SSB Class Notes, Lectures 5-6

SSB, Lecture 5
Sep 9, 2010

Ken Yeang
Understanding of behavior or ecosystems and how they may translate into design principles

Newtonian Principles
Mechanical, machine-like clarity to underpinnings of the world
New systems of mapping and measuring

Florence in 15th and 16th century a vast new set of tools emerges
World could be understood and mapped as a system with a predictable set of behaviors.

If we start to see the world through a more complex lens that involves thermal properties, instead of the timeless model of the machine, our relationship to the sun changes; predictable cycles become extraordinary opportunities for another kind of engagement.

Building mass. Takes a 30 degree temperature and reduces it to about a 10 degree spread. A building attuned to trying to do that could likely do an even better job. Rather than importing energy, air conditioning it’s the mass of the building that makes the difference. That’s the realm of architecture.
Times of peaks / valleys in temp. If you can store temp for the times you need it, displace thermal energy over time, one of the basic things we do over time with architecture.

Islamic gardens: without enclosing space, used water to generate evaporate cooling, alter climate and stabilize temperature.

[SEXTANT: an instrument with a graduated arc of 60° and a sighting mechanism, used for measuring the angular distances between objects and esp. for taking altitudes in navigation.]

Sites, Systems and Buildings
September 9, 2010

Designing buildings as if they’re completely off the grid.

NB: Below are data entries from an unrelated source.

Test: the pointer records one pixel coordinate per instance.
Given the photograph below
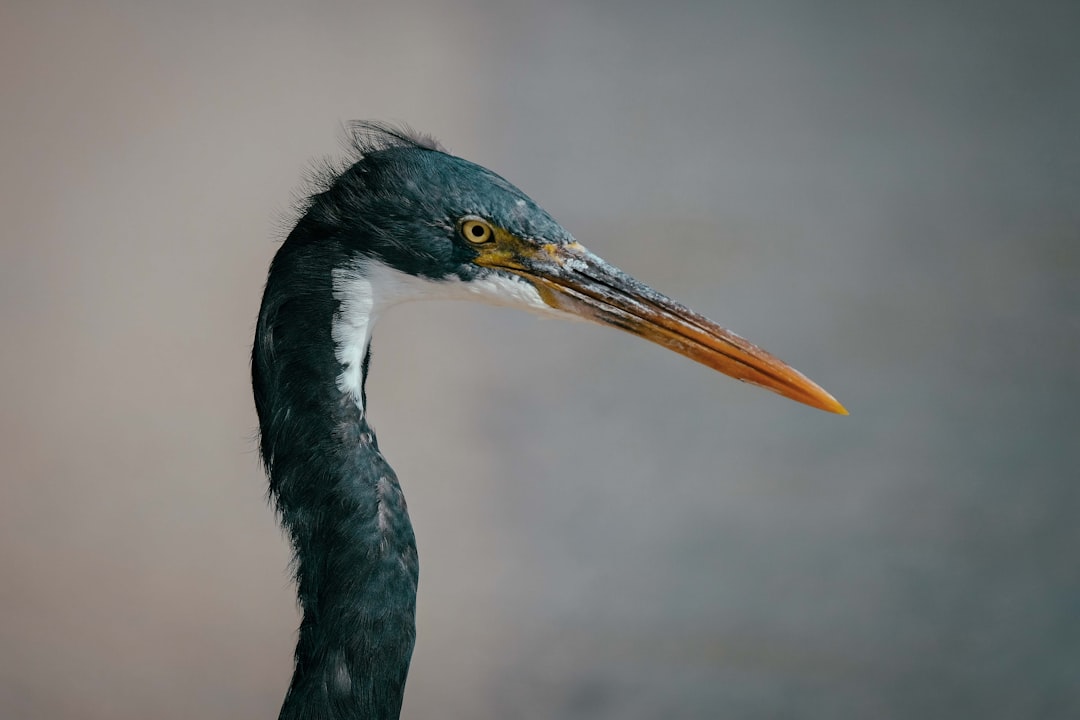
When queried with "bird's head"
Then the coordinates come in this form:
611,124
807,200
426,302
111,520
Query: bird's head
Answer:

If we’re going to interact with the climate system, must think within the layer of the atmosphere.

Atmosphere like the skin of an onion to an onion. Provides a true sense of its fragility.

Water has highest specific heat. Takes more energy to heat up or cool down water than any other common material.

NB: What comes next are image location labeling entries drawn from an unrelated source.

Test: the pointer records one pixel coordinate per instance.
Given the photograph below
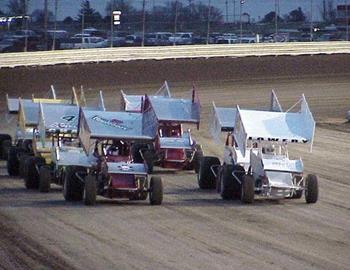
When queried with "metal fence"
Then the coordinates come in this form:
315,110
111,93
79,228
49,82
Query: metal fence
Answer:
204,19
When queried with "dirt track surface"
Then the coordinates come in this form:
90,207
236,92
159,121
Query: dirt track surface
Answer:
195,229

Dew point: Temperature at which the moisture in the air condenses out of the air because the air has hit the limit of what it can hold.

Lots of moisture in air? Dew point high. Can’t cool it much without dew point coming out. West? Dew-point low. Chill it and chill it and still won’t hit level.

Dew-point line forms a boundary in the middle of the country. Tornado alley. Dryline. Some form of massive energy transfer, turns into tornadoes.

Major engine of climate variance. Moving heat from equator to poles. Major global heat transfer. Convoluted with presence of land masses. Less predictable in Northern Hemisphere (more land) than SH (less land).